Chemical engineers have used glycerol to help reduce the energy needed to turn surplus industrial carbon dioxide into a feedstock for chemicals such as ethylene.

From left: Shawn Lu, research assistant; and Paul Kenis – professor of chemical engineering (Pic: L. Brian Stauffer)

The team at the University of Illinois at Urbana-Champaign are said to have assessed the technical and economic feasibility of a new electrolysis technology that uses glycerol, a cheap biofuel byproduct, to reduce the energy consumption of the waste-to-value process by 53 per cent. The new findings are published in Nature Energy.

Conversion of CO2 to chemicals like ethylene for plastics is possible through electrochemical reduction, a process in which a stream of CO2 gas and a fluid electrolyte move through an electrolysis cell that breaks the CO2 down into molecules like ethylene on the cathode. It also produces oxygen from water on the anode, the researchers said.

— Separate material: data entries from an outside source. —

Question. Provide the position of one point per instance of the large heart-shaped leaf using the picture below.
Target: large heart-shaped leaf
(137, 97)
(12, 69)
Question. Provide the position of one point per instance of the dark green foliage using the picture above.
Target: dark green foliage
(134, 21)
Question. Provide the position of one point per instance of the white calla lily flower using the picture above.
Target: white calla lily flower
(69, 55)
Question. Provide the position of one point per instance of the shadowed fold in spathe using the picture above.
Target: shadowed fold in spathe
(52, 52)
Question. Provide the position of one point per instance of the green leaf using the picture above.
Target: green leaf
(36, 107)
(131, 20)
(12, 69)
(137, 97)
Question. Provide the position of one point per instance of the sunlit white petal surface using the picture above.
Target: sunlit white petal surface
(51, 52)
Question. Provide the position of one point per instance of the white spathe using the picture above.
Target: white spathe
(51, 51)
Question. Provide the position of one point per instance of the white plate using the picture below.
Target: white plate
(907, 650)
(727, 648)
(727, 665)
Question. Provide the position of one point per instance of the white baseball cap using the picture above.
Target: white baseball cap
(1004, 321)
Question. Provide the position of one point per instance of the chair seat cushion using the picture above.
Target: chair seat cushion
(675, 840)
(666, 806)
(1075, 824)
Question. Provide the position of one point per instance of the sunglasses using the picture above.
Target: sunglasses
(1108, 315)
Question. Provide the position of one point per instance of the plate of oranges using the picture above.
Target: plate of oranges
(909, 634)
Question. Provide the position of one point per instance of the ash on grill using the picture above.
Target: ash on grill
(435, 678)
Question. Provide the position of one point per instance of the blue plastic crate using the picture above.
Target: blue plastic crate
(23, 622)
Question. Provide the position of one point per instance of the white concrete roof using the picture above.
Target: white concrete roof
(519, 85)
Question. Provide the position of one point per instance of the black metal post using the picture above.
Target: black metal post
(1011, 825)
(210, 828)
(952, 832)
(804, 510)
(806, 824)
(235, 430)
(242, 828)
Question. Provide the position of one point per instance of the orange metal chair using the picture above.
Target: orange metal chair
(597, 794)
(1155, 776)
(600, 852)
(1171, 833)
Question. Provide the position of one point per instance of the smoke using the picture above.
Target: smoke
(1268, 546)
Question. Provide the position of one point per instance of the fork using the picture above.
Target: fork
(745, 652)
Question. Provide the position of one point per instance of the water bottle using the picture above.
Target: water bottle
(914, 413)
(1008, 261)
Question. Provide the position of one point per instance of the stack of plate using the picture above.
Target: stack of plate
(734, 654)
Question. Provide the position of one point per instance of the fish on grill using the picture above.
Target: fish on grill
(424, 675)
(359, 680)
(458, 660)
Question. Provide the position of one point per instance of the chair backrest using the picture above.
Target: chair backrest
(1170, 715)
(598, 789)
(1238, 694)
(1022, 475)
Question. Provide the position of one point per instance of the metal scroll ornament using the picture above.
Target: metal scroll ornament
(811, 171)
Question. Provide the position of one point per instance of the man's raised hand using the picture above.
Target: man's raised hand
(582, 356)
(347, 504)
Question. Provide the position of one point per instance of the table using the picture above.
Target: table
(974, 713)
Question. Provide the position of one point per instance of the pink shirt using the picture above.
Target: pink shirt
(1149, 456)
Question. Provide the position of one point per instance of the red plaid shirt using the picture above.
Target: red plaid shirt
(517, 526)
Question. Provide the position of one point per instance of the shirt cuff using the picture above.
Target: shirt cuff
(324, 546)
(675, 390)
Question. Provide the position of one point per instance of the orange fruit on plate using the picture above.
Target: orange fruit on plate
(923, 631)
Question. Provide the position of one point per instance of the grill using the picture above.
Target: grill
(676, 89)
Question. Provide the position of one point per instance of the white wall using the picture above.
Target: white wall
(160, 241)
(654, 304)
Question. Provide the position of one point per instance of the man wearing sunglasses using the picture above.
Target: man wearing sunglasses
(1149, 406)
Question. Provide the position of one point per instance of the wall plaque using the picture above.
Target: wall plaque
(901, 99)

“About 90 per cent of the energy required in conventional CO2 reduction is used up by the oxygen-producing, anode side of an electrolysis cell,” said Paul Kenis, a chemical and biomolecular engineering professor, department chair and study co-author. “But there is no big market for the excess oxygen, so 90 per cent of the energy is essentially wasted.”

Finding a feed material that reduces the energy to drive the anode reaction could be a strategy for radically reducing the energy requirements of CO2 conversion, according to a recent National Academies Report of which Kenis was a co-author.

The new study proposes glycerol – an organic byproduct of sugar cane biofuel production that requires less energy to oxidise – as an alternative to the energy-intensive oxygen-producing step.

To test if the new electrolysis technique has the potential to push the full CO2 conversion process to a carbon neutral or negative budget, the researchers examined the cost and energy consumption for the production cycle of the waste-to-value process. The four-step cycle includes the capture of industrial CO2 waste gas, the input of electricity, the new electrolysis reaction, and the separation and processing of the final chemical products.

“Our model uses the current electrical grid setup as the source of electricity to make the scenario more realistic,” Kenis said. “Being able to drive CO2 conversion with already-in-place infrastructure – and not relying on the hope of the future grid being powered by 100 per cent renewables – while achieving carbon neutrality or negativity could be a holy grail scenario.”

The analysis includes best- and worst-case CO2 emissions and energy consumption scenarios and concludes that the prospects of CO2 reduction, in terms of CO2 emissions and economics, can drastically improve by looking beyond conventional anode reactions.

“The glycerol-based electrolysis reaction shows a lot of promise. However, we will continue to explore other organic waste materials because even when production rises in the wake of increased biofuel production, it still will not be enough to fully support the need,” Kenis said. “The good news is that the chemistry involved is flexible and there are a lot of organic waste products that can do the job.”

Many researchers focus on improving the selectivity and activity of chemical catalysts for CO2 reduction reactions, and that work needs to continue, said Sumit.